Nach Angaben der Polizei trugen sich die Vorfälle in der Nacht zu Neujahr zwischen 1.30 Uhr und 2.30 Uhr zu. Auffällig ist: Alle drei Opfer hielten sich im gleichen Raum des HCC, dort wo ausschließlich R’n’B-Musik gespielt wurde, auf. „Meine Schwester war nur kurz Getränke holen und anschließend ist ihr plötzlich schlecht geworden“, sagt die 28-jährige Verwandte eines Opfers. Sie begleitete ihre Schwester gemeinsam mit anderen Feiernden nach draußen. Dort brach die 24-Jährige dann vollständig zusammen. „Die Rettungsassistentin hat sofort den Verdacht geäußert, dass K.O.-Tropfen im Spiel sein müssen und hat die Polizei verständigt“, sagt die 28-Jährige.

3000 Menschen feierten im HCC Silvester

Auch das HCC hat sich inzwischen zu den Vorfällen geäußert. „Wir als Locationbetreiber stehen mit dem Veranstalter der Silvesterparty und der Polizei in Kontakt, um die diesjährigen Vorfälle aufzuarbeiten“, schreiben die Verantwortlichen des Congress Centrums im Internet. Doch auch wenn sich der Verdacht, dass K.O.-Tropfen in die Getränke der Opfer gemischt wurden, bestätigen sollte, werden die Ermittlungen für die Kripo nicht leicht. Auf der Silvesterparty im HCC waren in diesem Jahr rund 3000 Gäste.

So gefährlich sind K.O.-Tropfen

Immer wieder werden Menschen in Diskotheken, auf Partys oder Konzerten Opfer sogenannter Knock-Out-Tropfen, in der Kurzform auch als K.O.-Tropfen bekannt. Dabei handelt es sich um farb- und geruchslose Substanzen, die nur kurze Zeit nach der Einnahme im Blutkreislauf des Opfers nachgewiesen werden können. Bei den Ermittlungen ist daher Eile geboten.
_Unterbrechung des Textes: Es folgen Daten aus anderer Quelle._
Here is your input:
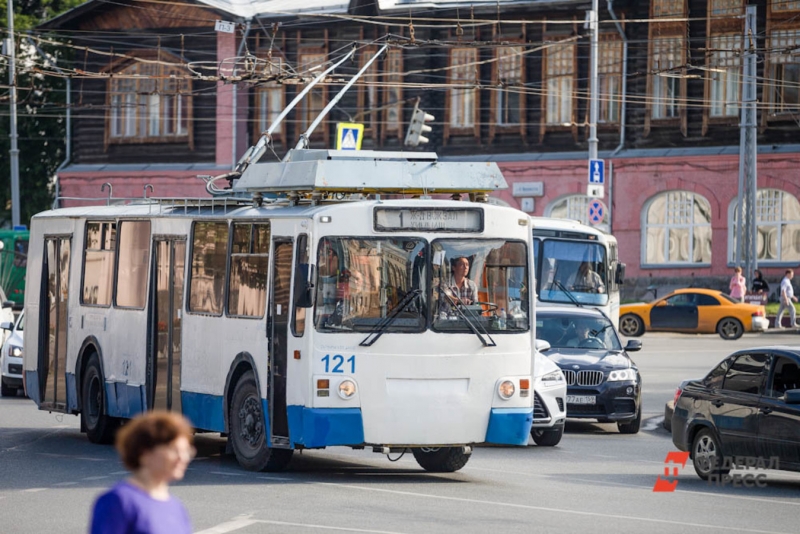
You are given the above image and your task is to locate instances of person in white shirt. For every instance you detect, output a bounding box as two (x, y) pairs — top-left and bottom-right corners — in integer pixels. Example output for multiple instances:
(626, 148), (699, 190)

In der Regel werden die Substanzen in ein Getränk geträufelt. Die Wirkung der Tropfen ist unterschiedlich. Einige Wirkstoffe lösen zunächst Schwindelgefühle und Übelkeit aus, andere haben zunächst eine enthemmende Wirkung, die eigentliche Wirkung tritt zwischen zehn und 20 Minuten später ein. In allen Fällen werden die Opfer früher oder später bewusstlos. Der oder die Täter haben immer Zeit, das Opfer an einen anderen Ort zu bringen, um es dort auszurauben oder zu vergewaltigen.

Als bester Schutz vor K.O.-Tropfen gilt eine einfache Regel: Getränke sollten auf Partys niemals unbeaufsichtigt stehen gelassen. Und: Von Unbekannten sollten Getränke nur in verschlossenen Orginalflaschen angenommen werden.

Bereits ein Jahr zuvor hatte die Silvesterfeier im HCC, die vom Radiosender N-Joy ausgerichtet wird, polizeiliche Ermittlungen nach sich gezogen. Eine 18-Jährige hatte angegeben, auf der Toilette des Congress Centrums von mehreren Männern belästigt worden zu sein. Zudem hatte der Veranstalter die Polizei eingeschaltet, weil sich eine größere Gruppe gewaltsam Zutritt zu der ausverkauften Veranstaltung verschaffen wollte. Ein Großaufgebot der Polizei rückte an, um eine handfeste Auseinandersetzung zu verhindern.